We’ve been monitoring the activities of the purveyors of these contentious tasty street food snacks in the months since, and have noticed two strategic marketing tactics the businesses have employed to deflect the critics.
One criticism of the appearance of Chips on a Stick at the Multicultural Festival was that they were not multicultural enough. Certainly, their signage at the festival last year made no reference to cultural heritage. They were marketed simply, as you’d expect, as chips on sticks.
But when the stall popped up at the Night Noodle Market during Enlighten a few weeks later (right next door to the Dutch Pancakes), new signage had been added describing these curly strips of fried taters as Korean fare.
I’d be willing to bet the same signage will be used at the Multicultural Festival this weekend.
I will be very surprised, though, if it transpires that there are any Koreans working on the stall. While many (possibly even most or all, it’d be interesting to do a poll) of the other stalls at the festival are run by community groups, embassies, families and individuals from the nation whose cuisine is represented, the Chips on a Stick stall does not appear to be, or at least has not appeared to be in the past. Does this fact make any difference to the argument that the origins of chips on a stick are Korean and therefore it is appropriate for them to be sold at the festival? I’ll leave that for others to ponder.

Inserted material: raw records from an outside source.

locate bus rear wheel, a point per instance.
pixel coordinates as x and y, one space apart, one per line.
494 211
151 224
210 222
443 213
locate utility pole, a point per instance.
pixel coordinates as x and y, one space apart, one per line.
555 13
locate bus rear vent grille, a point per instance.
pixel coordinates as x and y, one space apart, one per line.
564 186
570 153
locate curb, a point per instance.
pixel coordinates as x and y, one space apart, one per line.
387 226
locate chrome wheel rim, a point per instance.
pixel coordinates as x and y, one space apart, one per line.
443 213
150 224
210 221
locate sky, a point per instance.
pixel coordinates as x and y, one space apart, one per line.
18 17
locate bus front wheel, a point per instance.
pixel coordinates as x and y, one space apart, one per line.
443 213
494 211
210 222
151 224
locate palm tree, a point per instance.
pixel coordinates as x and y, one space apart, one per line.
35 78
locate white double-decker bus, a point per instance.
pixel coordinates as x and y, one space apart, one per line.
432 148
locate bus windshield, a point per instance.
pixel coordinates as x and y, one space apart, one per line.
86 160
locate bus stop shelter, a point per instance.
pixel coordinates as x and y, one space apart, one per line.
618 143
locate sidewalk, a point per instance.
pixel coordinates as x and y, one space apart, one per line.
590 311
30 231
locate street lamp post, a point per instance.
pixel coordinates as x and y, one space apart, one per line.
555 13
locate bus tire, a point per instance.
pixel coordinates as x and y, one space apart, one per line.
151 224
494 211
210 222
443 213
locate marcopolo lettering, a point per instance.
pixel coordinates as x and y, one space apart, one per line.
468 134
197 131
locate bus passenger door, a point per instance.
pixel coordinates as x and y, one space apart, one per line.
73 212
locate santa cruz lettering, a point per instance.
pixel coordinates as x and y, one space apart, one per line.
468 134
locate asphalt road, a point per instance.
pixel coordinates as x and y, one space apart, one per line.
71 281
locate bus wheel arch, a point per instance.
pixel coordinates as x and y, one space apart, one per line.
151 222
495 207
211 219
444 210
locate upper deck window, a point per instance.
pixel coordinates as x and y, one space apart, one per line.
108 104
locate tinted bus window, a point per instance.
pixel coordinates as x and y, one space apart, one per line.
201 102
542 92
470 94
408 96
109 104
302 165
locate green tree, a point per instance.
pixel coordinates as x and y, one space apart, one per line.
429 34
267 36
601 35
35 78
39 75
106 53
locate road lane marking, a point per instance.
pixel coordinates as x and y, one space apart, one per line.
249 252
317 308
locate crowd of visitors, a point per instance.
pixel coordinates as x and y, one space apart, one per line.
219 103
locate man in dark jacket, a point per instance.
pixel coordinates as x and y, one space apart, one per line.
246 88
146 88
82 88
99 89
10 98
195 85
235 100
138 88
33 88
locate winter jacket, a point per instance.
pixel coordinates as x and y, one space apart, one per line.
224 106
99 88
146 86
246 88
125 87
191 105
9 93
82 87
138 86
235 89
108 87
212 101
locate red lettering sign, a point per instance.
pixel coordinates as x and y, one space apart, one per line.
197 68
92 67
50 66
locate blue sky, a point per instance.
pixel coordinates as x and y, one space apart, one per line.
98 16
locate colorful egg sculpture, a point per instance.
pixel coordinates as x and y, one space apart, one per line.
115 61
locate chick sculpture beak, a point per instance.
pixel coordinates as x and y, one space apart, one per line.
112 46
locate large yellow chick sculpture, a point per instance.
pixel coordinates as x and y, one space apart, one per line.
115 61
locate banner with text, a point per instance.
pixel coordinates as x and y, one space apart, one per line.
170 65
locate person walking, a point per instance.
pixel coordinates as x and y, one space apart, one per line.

Meanwhile, the Dutch Pancake stall at the Night Noodle Market had ditched the Dutch tag altogether, instead adding some South-East Asian touches by selling coconut juice in real coconuts alongside the pancakes, and offering a sweet red bean option as an alternative to lemon, butter, chocolate, caramel and maple syrup. Thus it found itself fitting in better with the Asian offerings elsewhere at the Noodle Market, from dumplings to satays as well as many varieties of noodle.
I suspect the pancakes will be back to their usual Dutch selves at this weekend’s festivities.
Will you be queuing for a plateful of pancakes, or some chips on a stick, or seeking out the sorts of food it’s harder to find year round? Czech, Bolivian, Kenyan or Mongolian, say? Do you have a favourite stall at the Multicultural Festival?